Frequently Asked Questions
Who are the founders of Atomberg and what is their background?
Atomberg was co-founded in 2012 by Manoj Meena (CEO) and Sibabrata Das (COO), both IIT Bombay graduates. Manoj grew up in Dausa, Rajasthan, with only 1–2 hours of daily electricity — which shaped his mission of energy efficiency. Both founders had multiple failed ventures before discovering the BLDC fan opportunity, and were incubated at SINE, IIT Bombay.
How is Atomberg's BLDC fan different from regular fans?

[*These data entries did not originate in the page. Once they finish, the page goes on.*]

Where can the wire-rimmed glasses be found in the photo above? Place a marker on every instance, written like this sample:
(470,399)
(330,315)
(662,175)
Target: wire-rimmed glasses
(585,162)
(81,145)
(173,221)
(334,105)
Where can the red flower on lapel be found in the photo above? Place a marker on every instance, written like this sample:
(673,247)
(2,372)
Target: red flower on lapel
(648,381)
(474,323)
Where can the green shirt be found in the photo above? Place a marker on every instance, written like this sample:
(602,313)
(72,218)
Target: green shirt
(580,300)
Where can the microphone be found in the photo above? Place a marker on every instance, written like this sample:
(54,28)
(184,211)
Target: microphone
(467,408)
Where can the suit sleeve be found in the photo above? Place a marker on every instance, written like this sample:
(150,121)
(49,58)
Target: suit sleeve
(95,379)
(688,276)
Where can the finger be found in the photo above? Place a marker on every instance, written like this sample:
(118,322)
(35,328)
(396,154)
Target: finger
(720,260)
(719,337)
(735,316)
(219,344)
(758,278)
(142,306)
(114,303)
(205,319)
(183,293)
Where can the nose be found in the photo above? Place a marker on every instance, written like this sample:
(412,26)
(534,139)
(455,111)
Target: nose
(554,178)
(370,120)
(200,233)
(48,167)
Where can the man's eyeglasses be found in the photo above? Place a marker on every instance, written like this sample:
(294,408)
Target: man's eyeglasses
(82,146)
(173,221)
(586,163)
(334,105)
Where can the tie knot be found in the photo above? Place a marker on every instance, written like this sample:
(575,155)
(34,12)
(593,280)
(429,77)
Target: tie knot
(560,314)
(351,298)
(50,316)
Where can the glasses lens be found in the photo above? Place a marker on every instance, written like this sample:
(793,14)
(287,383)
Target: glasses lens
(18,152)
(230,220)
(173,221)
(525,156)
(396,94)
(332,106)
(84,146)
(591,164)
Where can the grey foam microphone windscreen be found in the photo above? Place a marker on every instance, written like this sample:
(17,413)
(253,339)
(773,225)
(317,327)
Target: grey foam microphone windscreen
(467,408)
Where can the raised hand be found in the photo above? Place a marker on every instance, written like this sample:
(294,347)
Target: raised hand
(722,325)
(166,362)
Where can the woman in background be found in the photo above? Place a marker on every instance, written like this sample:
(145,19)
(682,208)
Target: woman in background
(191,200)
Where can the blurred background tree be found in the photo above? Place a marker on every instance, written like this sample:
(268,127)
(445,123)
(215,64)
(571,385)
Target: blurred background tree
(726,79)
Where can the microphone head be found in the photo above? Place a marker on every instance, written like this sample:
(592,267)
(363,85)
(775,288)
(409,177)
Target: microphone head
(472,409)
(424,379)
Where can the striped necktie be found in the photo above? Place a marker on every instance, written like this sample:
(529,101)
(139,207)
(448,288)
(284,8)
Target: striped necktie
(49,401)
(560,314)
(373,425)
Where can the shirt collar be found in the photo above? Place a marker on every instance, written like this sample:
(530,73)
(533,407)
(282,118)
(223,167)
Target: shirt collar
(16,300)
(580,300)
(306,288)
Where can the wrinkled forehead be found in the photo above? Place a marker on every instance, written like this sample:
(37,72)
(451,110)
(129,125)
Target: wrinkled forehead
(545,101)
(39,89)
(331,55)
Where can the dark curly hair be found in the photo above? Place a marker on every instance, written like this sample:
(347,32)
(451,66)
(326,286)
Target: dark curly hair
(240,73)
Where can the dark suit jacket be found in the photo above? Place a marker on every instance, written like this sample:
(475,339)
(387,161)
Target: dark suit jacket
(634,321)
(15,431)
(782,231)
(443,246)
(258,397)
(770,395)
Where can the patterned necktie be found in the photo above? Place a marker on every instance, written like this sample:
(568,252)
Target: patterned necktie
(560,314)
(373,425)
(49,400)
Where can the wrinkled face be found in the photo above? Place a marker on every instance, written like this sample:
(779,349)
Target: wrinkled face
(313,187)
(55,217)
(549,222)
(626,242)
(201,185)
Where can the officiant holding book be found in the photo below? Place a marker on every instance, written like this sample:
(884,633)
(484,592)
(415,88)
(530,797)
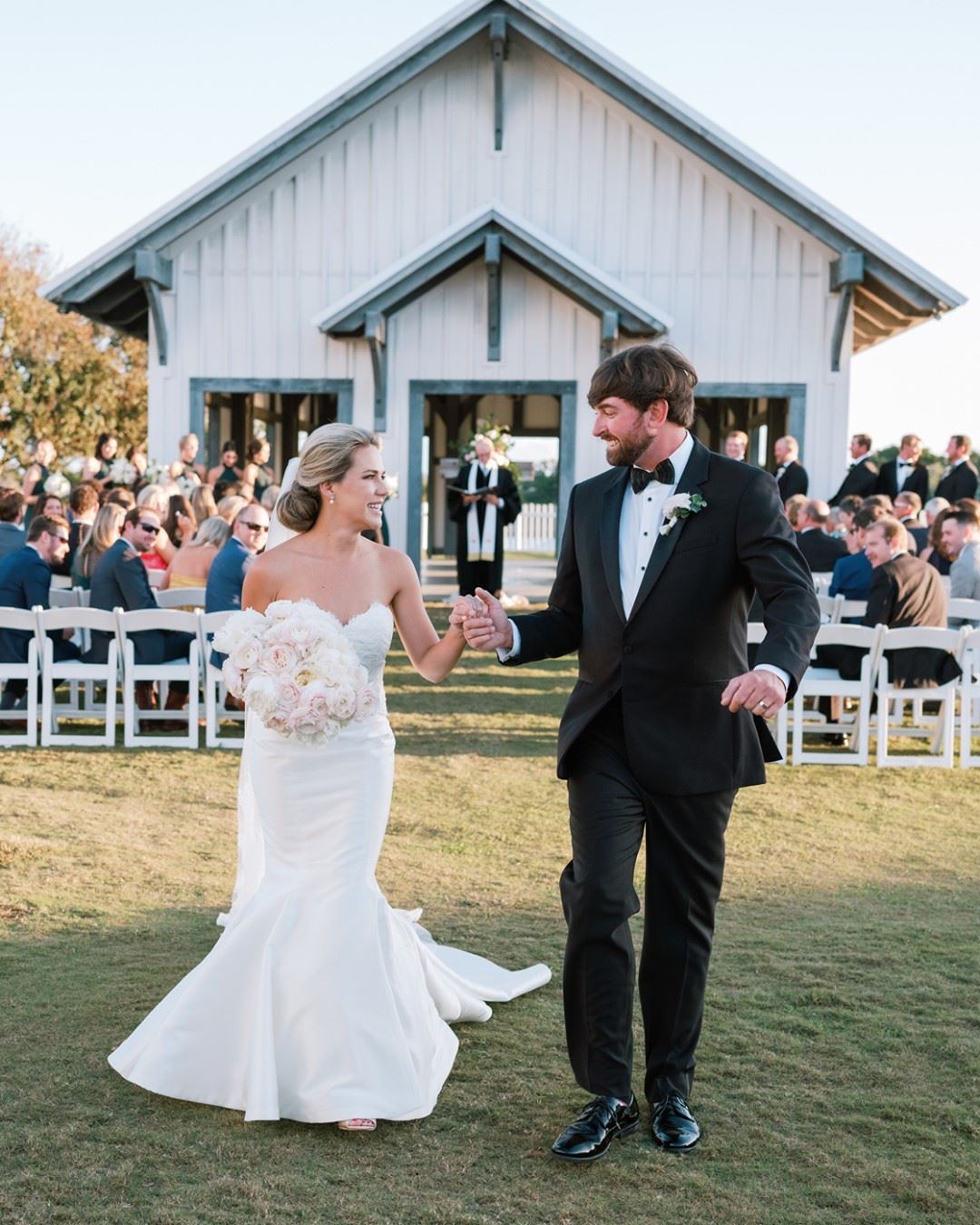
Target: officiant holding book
(482,501)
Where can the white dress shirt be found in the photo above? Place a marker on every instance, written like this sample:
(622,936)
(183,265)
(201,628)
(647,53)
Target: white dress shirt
(641,518)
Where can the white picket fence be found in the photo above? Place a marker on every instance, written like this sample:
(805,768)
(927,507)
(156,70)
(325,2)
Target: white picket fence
(533,531)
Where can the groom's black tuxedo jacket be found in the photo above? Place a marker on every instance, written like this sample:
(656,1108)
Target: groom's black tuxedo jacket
(685,637)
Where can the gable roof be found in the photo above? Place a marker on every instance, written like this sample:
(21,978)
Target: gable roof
(895,291)
(463,242)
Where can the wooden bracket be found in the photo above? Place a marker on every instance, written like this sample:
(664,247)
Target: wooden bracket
(846,272)
(156,273)
(375,335)
(609,335)
(499,53)
(492,255)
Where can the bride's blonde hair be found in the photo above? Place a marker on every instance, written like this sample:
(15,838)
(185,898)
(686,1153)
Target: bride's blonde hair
(326,456)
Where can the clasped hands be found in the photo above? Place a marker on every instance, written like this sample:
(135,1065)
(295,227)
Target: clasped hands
(486,627)
(484,623)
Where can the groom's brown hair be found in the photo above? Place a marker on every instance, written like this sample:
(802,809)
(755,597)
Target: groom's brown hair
(646,373)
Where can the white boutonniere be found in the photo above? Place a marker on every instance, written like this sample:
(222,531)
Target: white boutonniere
(679,507)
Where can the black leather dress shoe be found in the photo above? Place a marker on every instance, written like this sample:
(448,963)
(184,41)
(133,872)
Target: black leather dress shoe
(603,1121)
(672,1124)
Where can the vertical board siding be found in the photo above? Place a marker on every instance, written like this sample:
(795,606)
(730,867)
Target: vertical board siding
(748,289)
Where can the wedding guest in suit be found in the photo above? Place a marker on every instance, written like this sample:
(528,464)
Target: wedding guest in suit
(904,592)
(821,550)
(480,518)
(13,535)
(959,478)
(961,538)
(791,508)
(906,473)
(120,581)
(863,475)
(790,475)
(908,511)
(24,582)
(659,731)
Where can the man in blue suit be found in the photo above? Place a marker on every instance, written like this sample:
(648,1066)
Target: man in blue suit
(24,583)
(120,581)
(227,573)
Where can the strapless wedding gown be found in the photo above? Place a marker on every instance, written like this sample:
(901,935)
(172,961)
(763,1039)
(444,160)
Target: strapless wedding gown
(320,1002)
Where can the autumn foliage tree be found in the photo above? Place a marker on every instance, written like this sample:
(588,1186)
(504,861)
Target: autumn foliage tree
(62,377)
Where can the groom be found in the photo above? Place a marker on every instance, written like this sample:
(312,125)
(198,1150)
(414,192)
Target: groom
(659,561)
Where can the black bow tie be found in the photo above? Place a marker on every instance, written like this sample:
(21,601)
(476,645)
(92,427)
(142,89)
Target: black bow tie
(663,473)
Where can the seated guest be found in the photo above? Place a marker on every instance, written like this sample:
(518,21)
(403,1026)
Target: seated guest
(904,592)
(737,444)
(83,505)
(821,550)
(227,573)
(13,535)
(961,539)
(124,497)
(179,524)
(51,505)
(847,508)
(228,507)
(24,582)
(908,508)
(791,506)
(105,531)
(120,581)
(851,573)
(906,473)
(202,503)
(191,563)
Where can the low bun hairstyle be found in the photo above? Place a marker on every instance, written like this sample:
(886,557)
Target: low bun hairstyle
(326,457)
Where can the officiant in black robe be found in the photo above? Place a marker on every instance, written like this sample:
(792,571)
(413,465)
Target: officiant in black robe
(492,492)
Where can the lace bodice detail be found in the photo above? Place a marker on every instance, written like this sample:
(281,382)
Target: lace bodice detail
(370,633)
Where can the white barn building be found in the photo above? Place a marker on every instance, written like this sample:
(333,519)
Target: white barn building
(466,230)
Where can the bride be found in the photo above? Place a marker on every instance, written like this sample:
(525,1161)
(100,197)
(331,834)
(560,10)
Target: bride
(320,1002)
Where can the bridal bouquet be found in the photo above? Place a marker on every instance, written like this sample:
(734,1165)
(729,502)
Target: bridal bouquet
(296,671)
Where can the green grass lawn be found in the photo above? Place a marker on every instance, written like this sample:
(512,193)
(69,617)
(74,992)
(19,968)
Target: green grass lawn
(838,1067)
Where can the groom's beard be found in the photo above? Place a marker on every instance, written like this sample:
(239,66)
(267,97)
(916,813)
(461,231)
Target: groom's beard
(625,452)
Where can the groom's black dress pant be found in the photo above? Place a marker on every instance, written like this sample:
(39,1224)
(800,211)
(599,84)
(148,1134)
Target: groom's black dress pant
(610,814)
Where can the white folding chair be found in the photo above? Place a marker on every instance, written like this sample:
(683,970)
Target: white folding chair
(822,580)
(27,622)
(214,688)
(181,597)
(59,598)
(936,730)
(828,682)
(969,699)
(188,671)
(77,672)
(963,610)
(829,608)
(780,725)
(851,609)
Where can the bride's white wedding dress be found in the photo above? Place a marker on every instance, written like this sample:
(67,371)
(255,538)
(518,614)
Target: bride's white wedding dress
(320,1002)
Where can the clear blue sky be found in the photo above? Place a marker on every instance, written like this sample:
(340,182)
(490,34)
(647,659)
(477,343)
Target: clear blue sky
(112,108)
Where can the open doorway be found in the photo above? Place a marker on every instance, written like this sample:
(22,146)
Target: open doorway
(444,418)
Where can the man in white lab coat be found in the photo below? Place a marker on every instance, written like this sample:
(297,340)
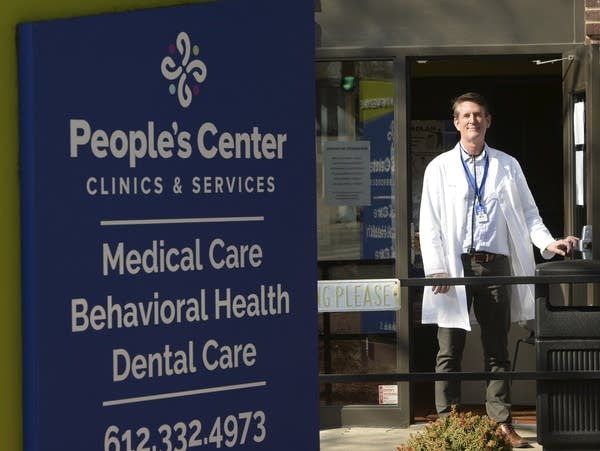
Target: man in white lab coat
(478,218)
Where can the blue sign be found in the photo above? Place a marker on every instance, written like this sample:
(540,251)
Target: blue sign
(168,226)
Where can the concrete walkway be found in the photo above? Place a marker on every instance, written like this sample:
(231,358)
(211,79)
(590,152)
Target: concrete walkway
(383,439)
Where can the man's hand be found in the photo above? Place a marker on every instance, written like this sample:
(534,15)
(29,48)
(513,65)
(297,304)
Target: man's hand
(564,246)
(440,288)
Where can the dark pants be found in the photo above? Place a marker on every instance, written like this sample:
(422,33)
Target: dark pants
(491,305)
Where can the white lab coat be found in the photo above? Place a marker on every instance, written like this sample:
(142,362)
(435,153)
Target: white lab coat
(442,227)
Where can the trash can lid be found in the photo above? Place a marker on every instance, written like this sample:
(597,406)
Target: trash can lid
(568,267)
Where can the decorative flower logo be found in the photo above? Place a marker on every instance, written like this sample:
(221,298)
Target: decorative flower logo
(186,72)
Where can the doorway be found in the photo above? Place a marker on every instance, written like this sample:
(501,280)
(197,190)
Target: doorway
(525,96)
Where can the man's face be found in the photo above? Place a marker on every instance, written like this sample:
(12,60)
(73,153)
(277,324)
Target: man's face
(472,121)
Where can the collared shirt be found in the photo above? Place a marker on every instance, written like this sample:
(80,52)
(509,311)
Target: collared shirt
(491,235)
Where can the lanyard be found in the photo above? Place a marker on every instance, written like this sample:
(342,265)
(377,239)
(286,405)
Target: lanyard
(472,181)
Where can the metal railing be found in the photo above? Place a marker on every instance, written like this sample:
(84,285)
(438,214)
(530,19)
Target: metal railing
(544,280)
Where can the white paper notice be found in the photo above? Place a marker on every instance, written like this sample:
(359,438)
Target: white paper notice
(346,173)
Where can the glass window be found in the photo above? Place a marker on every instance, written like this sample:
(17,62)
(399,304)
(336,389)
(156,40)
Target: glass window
(355,211)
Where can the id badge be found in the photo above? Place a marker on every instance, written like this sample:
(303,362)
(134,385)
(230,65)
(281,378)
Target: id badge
(481,214)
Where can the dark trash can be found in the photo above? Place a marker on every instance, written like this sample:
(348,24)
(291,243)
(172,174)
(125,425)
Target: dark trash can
(567,340)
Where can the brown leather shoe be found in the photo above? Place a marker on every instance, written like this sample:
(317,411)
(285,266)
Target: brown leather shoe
(511,435)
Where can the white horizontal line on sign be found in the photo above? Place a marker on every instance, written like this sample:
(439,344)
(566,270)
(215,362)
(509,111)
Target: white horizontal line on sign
(120,222)
(181,394)
(358,295)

Atomberg's BLDC (Brushless DC) fans consume 28 watts versus 70–75 watts for conventional fans — a 60–65% energy reduction. They run 3x longer on inverter backup during power cuts, are remote and IoT-compatible, have no carbon brushes to wear out, and are significantly quieter. A household can save 200–250 electrical units per fan per year, often recovering the price premium within 12–18 months.
Is Atomberg profitable?
Atomberg remains loss-making but is rapidly narrowing losses. Net loss fell 41% from ₹199 crore in FY24 to ₹117.4 crore in FY25, on revenue of ₹958.4 crore. EBITDA margin improved to -6.62%. The company is on a clear path to profitability as scale increases and marketing spend efficiency improves post-IPO.
What is Atomberg's IPO plan?
Atomberg is targeting an IPO in Q1 FY2026–27 (April–June 2026) aiming to raise approximately ₹2,000 crore (~$200 million). Avendus Capital and IIFL are expected to manage the issue. The offering will include a mix of fresh share issuance and secondary sale by existing investors including Temasek and Steadview Capital.